Archive for the ‘特別展おすすめ情報’ Category

写真でみる昭和の暮らし3 テレビの登場

2008年5月21日

テレビを見る子ども(昭和36年)

 昭和36年に村上節太郎が、松山南町の自宅で撮影した写真です。応接セットでブドウを食べながらテレビを見る子ども。子どもにとって至福の一時ともいえます。当時のテレビは、写真のように四本脚が特徴で、見ないときには専用の布をかぶせたりしました。

 昭和31年10月2日付の『愛媛新聞』には、当時の家電製品を紹介する記事が掲載されていますが、テレビは73,000円で、冷蔵庫の89,000円に次いで高額になっています。昭和33年の大卒平均初任給が13,000円程度ですから、テレビはこの時代、高嶺(たかね)の花だったことが分かります。

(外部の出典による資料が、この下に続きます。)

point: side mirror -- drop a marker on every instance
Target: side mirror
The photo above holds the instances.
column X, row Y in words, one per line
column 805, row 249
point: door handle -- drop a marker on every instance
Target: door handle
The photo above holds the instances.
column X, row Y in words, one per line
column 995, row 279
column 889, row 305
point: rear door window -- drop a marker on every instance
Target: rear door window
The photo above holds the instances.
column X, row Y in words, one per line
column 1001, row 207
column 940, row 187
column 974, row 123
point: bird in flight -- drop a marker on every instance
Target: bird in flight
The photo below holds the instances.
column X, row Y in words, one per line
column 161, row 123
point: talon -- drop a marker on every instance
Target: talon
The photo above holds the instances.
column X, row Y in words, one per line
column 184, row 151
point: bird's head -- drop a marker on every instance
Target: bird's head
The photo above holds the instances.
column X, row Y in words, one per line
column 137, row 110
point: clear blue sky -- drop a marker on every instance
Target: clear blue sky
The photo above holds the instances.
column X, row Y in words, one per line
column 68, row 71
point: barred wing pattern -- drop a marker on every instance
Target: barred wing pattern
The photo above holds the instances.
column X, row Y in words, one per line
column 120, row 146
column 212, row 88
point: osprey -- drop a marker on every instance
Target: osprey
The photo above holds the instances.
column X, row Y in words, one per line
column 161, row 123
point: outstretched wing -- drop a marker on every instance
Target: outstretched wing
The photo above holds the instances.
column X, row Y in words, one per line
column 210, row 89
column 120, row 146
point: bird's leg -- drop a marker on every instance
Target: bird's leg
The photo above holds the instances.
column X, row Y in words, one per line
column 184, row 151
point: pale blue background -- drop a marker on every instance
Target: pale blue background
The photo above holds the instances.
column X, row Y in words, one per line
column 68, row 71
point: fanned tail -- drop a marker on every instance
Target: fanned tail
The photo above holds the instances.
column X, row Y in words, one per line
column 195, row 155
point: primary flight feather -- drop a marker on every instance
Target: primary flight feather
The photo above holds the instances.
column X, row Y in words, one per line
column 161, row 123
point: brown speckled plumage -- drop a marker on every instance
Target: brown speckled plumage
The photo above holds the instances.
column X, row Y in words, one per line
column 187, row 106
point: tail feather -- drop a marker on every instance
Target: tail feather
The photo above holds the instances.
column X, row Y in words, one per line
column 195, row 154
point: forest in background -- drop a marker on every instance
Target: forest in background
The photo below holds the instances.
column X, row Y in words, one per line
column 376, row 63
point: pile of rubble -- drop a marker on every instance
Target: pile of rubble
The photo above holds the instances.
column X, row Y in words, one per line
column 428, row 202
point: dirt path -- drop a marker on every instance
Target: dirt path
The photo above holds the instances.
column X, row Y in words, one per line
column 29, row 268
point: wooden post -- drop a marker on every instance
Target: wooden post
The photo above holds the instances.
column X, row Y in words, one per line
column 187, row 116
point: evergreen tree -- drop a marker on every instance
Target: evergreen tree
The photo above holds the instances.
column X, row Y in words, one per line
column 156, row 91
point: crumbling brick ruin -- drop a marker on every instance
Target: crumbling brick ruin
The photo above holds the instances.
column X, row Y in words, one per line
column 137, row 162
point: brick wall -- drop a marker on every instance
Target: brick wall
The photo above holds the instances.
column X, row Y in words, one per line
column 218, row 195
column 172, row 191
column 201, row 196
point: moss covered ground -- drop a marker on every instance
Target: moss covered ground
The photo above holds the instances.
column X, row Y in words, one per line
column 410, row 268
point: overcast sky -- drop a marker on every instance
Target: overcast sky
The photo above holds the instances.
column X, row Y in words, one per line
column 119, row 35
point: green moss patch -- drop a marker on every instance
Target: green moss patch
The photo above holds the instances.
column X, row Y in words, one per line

 また、『伸びゆく松山』(松山市政要覧1962年版)には、村上家でテレビの写真が撮影された昭和36年のデータとして、松山の世帯数61,851人に対してテレビ14,763台、普及率23.9パーセントと掲載されています。村上家にテレビが来たのはかなり早い方だったことが分かります。

伊予三島駅の荷物(昭和38年)

 こちらの写真は、昭和38年に伊予三島駅構内で撮影されたもの。伊予三島特産の紙製品に交じり、一番手前には、新品のテレビが梱包されて置かれています。東京オリンピックを翌年に控え、テレビの販売台数が伸びた時期と一致します。

写真でみる昭和の暮らし2 台所の変化

2008年5月18日

 村上節太郎は内子町平岡にあった実家と松山市南町にあった自宅、両方の台所を撮影しています。まず、昭和36年撮影の実家の台所から。

古い台所(昭和36年)

 調理をする女性の背後には、食物の煮炊きに使うカマドが見えます。セメントの流しに土間の古いタイプの台所です。脚付きのまな板の上では、茄子が調理されています。

タイルの台所(昭和36年)

 一方で、昭和36年に撮影された自宅の台所は、清潔感のあるタイル貼りの流しになっています。そして、写真をよく見ると、水道の蛇口の脇に「ワンダフル」と書かれた洗剤が置いてあることに気づきます。これはおそらく、花王が家庭用洗剤として昭和33年に新発売した「ワンダフルK」ではないかと思います。食器の油よごれを落とし、生野菜についている回虫や農薬を洗い流す家庭用洗剤がこの頃に登場、たちまち普及していきました。

ダイニングテーブル(昭和44年)

 もう1枚は昭和44年に撮影されたもの。実家のちゃぶ台に対して、自宅ではダイニングテーブルで食事をしていたことが分かります。またこの頃、村上家の台所にはガス湯沸かし器が導入されています。台所の写真を時系列に並べることで、快適なキッチンへという暮らしの変化が見えてきます。

写真でみる昭和の暮らし1 ちゃぶ台の昭和

2008年5月14日

ちゃぶ台は昭和の一家団らんを象徴するモノといえます。茶の間の中心にはいつもちゃぶ台がありました。村上節太郎が昭和38年に内子町平岡の実家で撮影した写真にも、ちゃぶ台が写っています。

ちゃぶ台で食事(昭和38年) 

 写真では、少し大ぶりなちゃぶ台を親族一同で囲んでいます。ちゃぶ台の上にはご飯や味噌汁などが並んでいます。普段となんら変わらない食事ですが、大勢で食べると一段とおいしく感じられたものです。
 ところで、企画展「写真でみる昭和の暮らし」では、ちゃぶ台の置かれた茶の間の様子をそっくりそのまま展示室内に再現してみました。

再現された茶の間

 夏の暑い日、家族でだらだら汗を流しながら、カレーライスを食べてる情景をイメージしてみました。カレールウが登場する以前は、肉と野菜を煮たところに、カレー粉とメリケンコを入れて、最後は醤油などで味を調える、素朴なカレーライスがつくられました。
 昭和30年代になると、婦人雑誌の付録にも洋食をテーマにした料理冊子が増えてきます。ちゃぶ台も和食から洋食まで様々な料理で彩られるようになりました。

西条藩松平家の雛飾りの列品

2008年2月17日

 西条藩松平家の雛飾りの列品に取り掛かりました。この雛飾りは、西条藩9代藩主松平頼学(よりさと)のもとに、京都の公家一条家から輿入れした通子(ゆきこ)が持参したものです。通子が頼学のもとに嫁いだのは、文政7(1824)年、19歳の時でした。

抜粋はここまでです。